Happy Valley: Stock Legend has come alive after numerous changes

Three days after the Hong Kong Derby, one of the highlights of the Hong Kong racing season, the stage lights will be much dimmer on the Happy Valley card Wednesday.

This is Hong Kong’s everyday racing product, not the big stage, and a trio of Class 3 handicaps, the last three races on the card, headline the nine-race program.

Race 8, for horses rated 80 to 60 and carded for 1,200 meters, brings out a product of intense trainer experimentation, a horse named Stock Legend. Francis Lui Kin-wai, a graduate of the Hong Kong apprentice jockeys’ school in the early 1970s and a licensed trainer since 1996, trains the best horse in Hong Kong and one of the top-rated horses in the world, Golden Sixty, but he might never have put more tinkering into a racehorse than he has with Stock Legend.

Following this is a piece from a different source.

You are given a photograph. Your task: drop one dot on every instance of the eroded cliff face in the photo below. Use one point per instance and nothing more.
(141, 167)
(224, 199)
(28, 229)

Four-year-old Stock Legend came to Hong Kong from Australia an unraced horse. During the 2019-20 Hong Kong season, his first racing, he made nine starts, all at the Class 4 level, and lost them all. Stock Legend started that campaign racing in blinkers, Lui adding a hood for five starts before taking it off again, having seen no real performance boost in his horse. Check out the equipment moves Lui has made with Stock Legend during the 2020-21 season: blinkers off, visor on, visor off, hood back on, first-time tongue tie.

Maybe all the experimentation has unlocked Stock Legend’s potential, and maybe he was just meant to get better with age, but for whatever reason, Stock Legend has won three of his last four starts, lugging 133 pounds to victory March 10 in a Class 4 at Happy Valley and finally graduating to the Class 3 level Wednesday night. He drew post 9, carries 122 pounds, and makes another change here, going from jockey Joao Moreira to Karis Teetan.

Moreira, Hong Kong’s leading rider, pops up here on a horse Teetan rode in his last two starts, Soaring Tower. Soaring Tower has made only three career starts, all in Hong Kong, and looked good in his first two, finishing second and first in a pair of Class 4 handicaps at Sha Tin. He was favored stepping up to Class 3 competition Jan. 1 at Sha Tin but bombed, coming home last of 14, a circumstance that always will result in a stewards’ inquiry into poor performance. Teetan reported that his mount came off the bit mid-race and essentially declined to produce an effort. To race again, Soaring Tower has had to pass a veterinary exam and satisfactorily participate in a barrier trial, or training race. Soaring Tower did so on Feb. 23, finishing first in his practice heat while ridden for the first time by Moreira.

Jockey change, first time racing at Happy Valley – just two changes for Soaring Tower, far fewer than Stock Legend has experienced.